Baumgartner: This continues to be the most exciting part of product development. Genes to improve drought, heat and insect tolerance are present in the corn gene pool. There is no need to add foreign genes to find these traits. Yes, it takes time and a different breeding methodology, but you can coax these genes into expressing themselves and then corral them into our germplasm base. Once in our germplasm, we develop hybrids for farmers around the globe.
The Land: Will non-GMO strategies continue to be the wellspring of your company?
Baumgartner: BASS Hybrids will NOT permit a GMO to enter its warehouse! Our primary intent since day one was to be a leading source of non-GMO hybrids. The non-GMO market is a viable and growing market for us. We see more and more farmers switching 100 percent to non-GMO. And it’s not just a seed price issue. It lessens their herbicide-management headaches also.

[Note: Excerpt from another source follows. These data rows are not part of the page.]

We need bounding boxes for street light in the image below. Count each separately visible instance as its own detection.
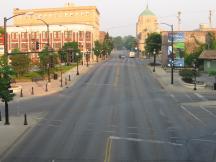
[193,59,197,91]
[153,49,156,72]
[76,53,79,75]
[3,12,33,125]
[37,19,49,47]
[161,23,174,84]
[4,12,33,61]
[37,19,51,82]
[86,50,89,67]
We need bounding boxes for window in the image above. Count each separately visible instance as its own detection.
[42,31,48,39]
[31,32,39,39]
[21,32,27,39]
[53,31,61,39]
[21,43,28,49]
[53,43,61,49]
[207,61,211,68]
[86,32,91,41]
[11,32,18,39]
[64,31,72,39]
[79,31,84,41]
[11,43,18,49]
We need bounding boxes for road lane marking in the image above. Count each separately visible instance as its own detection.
[194,93,207,101]
[128,126,137,129]
[191,139,216,144]
[185,94,192,101]
[109,136,182,146]
[104,137,112,162]
[113,64,120,87]
[170,94,178,102]
[180,105,206,126]
[200,106,216,119]
[159,109,166,117]
[128,133,139,135]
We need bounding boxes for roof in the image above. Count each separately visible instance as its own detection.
[140,5,155,17]
[199,50,216,60]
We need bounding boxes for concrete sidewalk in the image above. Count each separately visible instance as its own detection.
[144,58,216,93]
[0,112,45,159]
[11,61,99,100]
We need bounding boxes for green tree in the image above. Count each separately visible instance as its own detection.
[112,36,124,50]
[144,32,161,55]
[206,32,216,49]
[0,27,4,34]
[102,33,113,58]
[93,40,102,62]
[10,48,31,77]
[123,35,137,51]
[39,47,57,75]
[59,42,80,64]
[0,56,16,124]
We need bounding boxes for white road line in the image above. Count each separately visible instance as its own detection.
[47,124,60,127]
[109,136,183,146]
[159,109,166,117]
[200,106,216,119]
[194,93,207,101]
[128,126,138,129]
[191,139,216,144]
[185,94,192,101]
[128,133,138,135]
[104,130,115,133]
[170,94,178,102]
[180,105,206,126]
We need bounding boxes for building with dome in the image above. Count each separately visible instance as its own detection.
[136,5,159,52]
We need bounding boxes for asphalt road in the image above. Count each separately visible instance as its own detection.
[2,51,216,162]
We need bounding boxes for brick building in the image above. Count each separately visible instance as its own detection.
[6,3,100,61]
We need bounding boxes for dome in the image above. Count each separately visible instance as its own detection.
[140,5,155,16]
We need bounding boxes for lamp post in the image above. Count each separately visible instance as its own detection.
[76,53,79,75]
[37,19,51,82]
[86,50,89,67]
[4,13,32,61]
[193,59,197,91]
[153,49,156,72]
[161,23,174,84]
[3,12,33,125]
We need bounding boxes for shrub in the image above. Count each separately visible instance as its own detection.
[179,69,194,83]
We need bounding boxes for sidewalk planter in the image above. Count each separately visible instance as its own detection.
[183,82,206,89]
[11,85,22,94]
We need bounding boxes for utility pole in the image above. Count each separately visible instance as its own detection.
[177,11,181,31]
[209,10,212,28]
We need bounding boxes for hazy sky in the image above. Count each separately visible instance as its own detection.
[0,0,216,36]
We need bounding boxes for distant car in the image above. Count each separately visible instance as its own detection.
[128,51,135,58]
[119,54,126,59]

The Land: With most farmers pleased — perhaps surprised — with crop profits last year, might there be a battle between corn and soybean acres in 2021?

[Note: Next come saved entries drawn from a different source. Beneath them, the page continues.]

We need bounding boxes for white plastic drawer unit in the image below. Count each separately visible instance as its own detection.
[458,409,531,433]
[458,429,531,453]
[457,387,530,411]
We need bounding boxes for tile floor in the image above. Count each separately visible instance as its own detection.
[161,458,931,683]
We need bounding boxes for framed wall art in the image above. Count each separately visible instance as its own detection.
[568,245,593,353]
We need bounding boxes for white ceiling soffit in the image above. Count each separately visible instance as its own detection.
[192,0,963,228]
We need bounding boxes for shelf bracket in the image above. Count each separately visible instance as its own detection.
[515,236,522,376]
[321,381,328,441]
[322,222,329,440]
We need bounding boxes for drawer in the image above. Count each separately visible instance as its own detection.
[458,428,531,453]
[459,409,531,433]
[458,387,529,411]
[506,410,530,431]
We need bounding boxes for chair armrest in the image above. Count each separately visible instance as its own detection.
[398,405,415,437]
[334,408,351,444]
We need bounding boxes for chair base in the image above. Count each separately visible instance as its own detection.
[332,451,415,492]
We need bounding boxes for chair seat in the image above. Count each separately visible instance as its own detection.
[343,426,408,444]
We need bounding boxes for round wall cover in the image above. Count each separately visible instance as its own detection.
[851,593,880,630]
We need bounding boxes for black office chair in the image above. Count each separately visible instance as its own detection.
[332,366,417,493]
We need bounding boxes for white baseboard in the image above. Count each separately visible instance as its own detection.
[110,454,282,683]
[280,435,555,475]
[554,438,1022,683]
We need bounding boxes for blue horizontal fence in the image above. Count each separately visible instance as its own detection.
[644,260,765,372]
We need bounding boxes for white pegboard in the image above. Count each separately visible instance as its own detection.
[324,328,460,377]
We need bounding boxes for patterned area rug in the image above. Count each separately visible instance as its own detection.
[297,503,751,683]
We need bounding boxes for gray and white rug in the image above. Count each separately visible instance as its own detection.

Baumgartner: From an agronomic standpoint, I would rather farmers keep their crop rotations intact. I understand their ambition for that ‘home run’ too! The beauty of developing our own products is that we actually develop hybrids for corn-on-corn situations since many of our customers are livestock farmers with a need for corn-on-corn acres.
The Land: So what’s ahead for 3MG? Is the 300-bushel yield a reality? Lots of 200-plus bushel yields last fall. How many new hybrids into the 2021 market? And you now have 76 and 78-day hybrids. Is this a ‘safety bailout’ when Mother Nature delays planting?

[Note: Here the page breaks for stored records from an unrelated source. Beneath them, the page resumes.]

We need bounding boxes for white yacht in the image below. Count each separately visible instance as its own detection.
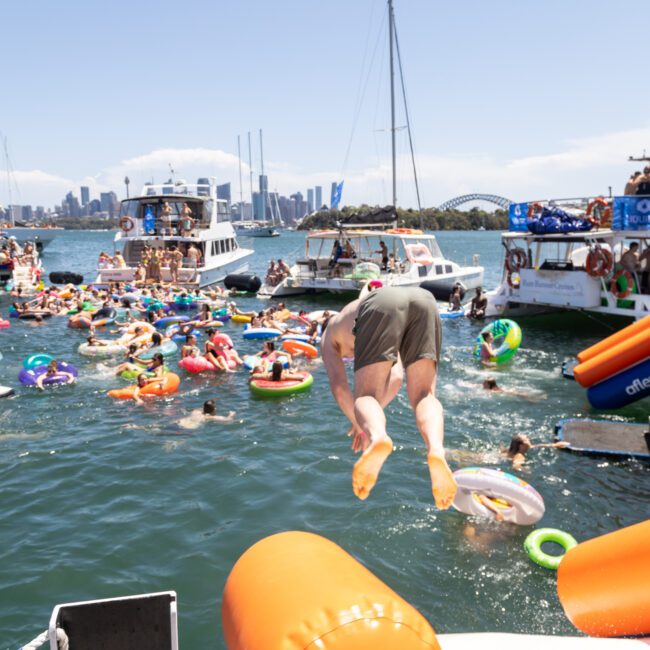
[258,223,483,298]
[481,196,650,321]
[94,180,253,289]
[234,220,279,238]
[0,223,62,251]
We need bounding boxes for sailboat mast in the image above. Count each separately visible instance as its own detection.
[388,0,397,209]
[259,128,267,222]
[237,135,244,221]
[3,135,14,227]
[247,131,254,222]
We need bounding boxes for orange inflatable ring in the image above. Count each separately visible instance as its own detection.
[586,198,612,228]
[281,339,318,358]
[585,248,614,277]
[505,247,527,272]
[119,216,135,233]
[526,201,543,218]
[222,531,440,650]
[609,269,634,299]
[558,519,650,637]
[108,372,180,399]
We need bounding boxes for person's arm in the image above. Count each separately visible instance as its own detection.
[533,441,570,449]
[206,411,236,423]
[321,333,360,434]
[36,374,46,391]
[133,386,143,404]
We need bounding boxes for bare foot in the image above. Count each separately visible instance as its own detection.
[352,435,393,500]
[427,453,457,510]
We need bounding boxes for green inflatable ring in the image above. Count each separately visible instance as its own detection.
[119,366,169,381]
[524,527,577,570]
[250,373,313,397]
[473,318,522,364]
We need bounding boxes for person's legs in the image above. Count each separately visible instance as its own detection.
[352,360,395,500]
[404,358,456,509]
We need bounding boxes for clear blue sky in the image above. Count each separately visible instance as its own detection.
[2,0,649,209]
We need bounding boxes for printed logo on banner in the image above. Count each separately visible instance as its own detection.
[508,202,529,231]
[613,197,650,230]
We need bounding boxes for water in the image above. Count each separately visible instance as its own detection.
[1,230,648,648]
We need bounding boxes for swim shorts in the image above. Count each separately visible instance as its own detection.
[353,286,441,372]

Baumgartner: In 37 years of sitting in the plot combine, I have only seen 300 bushels across the screen one time. Yes, under the right circumstances 300-bushel yields do happen. Last season several of our ‘grow out’ plots hit close.
We are constantly adding hybrids to meet specific customer needs. That’s why we call BASS Hybrids personalized seed. Consistency of production on a year-to-year basis is what corn producers most appreciate; but everyone likes the ‘home run’ too!
Our commercial lineup for 2021 totals 32 hybrids — our biggest lineup ever. And we’re excited about these early hybrids too. Our maturity range is from 76-day to 114 days. My original thinking was developing inbred lines to license and sell to other seed companies. But thanks to business friends, my family members, and perhaps my own ambitions, we decided to get into this exciting world of retail marketing also. Yes, it’s a sometimes whacky world out there — especially this season. But we have great employees. We can handle the bumps and bruises of the seed business. Most importantly, we have the very best customers.
According to Baumgartner, Kazakhstan farmers grow about 2 million acres of corn annually. Most of it fed to their domestic livestock, primarily cattle. Some corn was exported to China; but this has stopped after the pandemic hit the world. Baumgartner expects exports are likely to increase again as China rapidly rebuilds their huge swine industry.
Kazakhstan has huge farms. The average size is about 12,500 acres. "We'll have BASS hybrids on considerable acres this year,” Baumgartner claimed. “I can't yet say how many, but on one 24,000 corn operation we will be the dominant seed brand. As their farmers and seedsmen learn more about our non-GMO hybrids and superior insect and drought tolerance, our growth over here will continue."
Baumgartner is particularly pleased about two new 76-day and 78-day BASS hybrids which should conveniently work in the shorter growing season of Kazakhstan.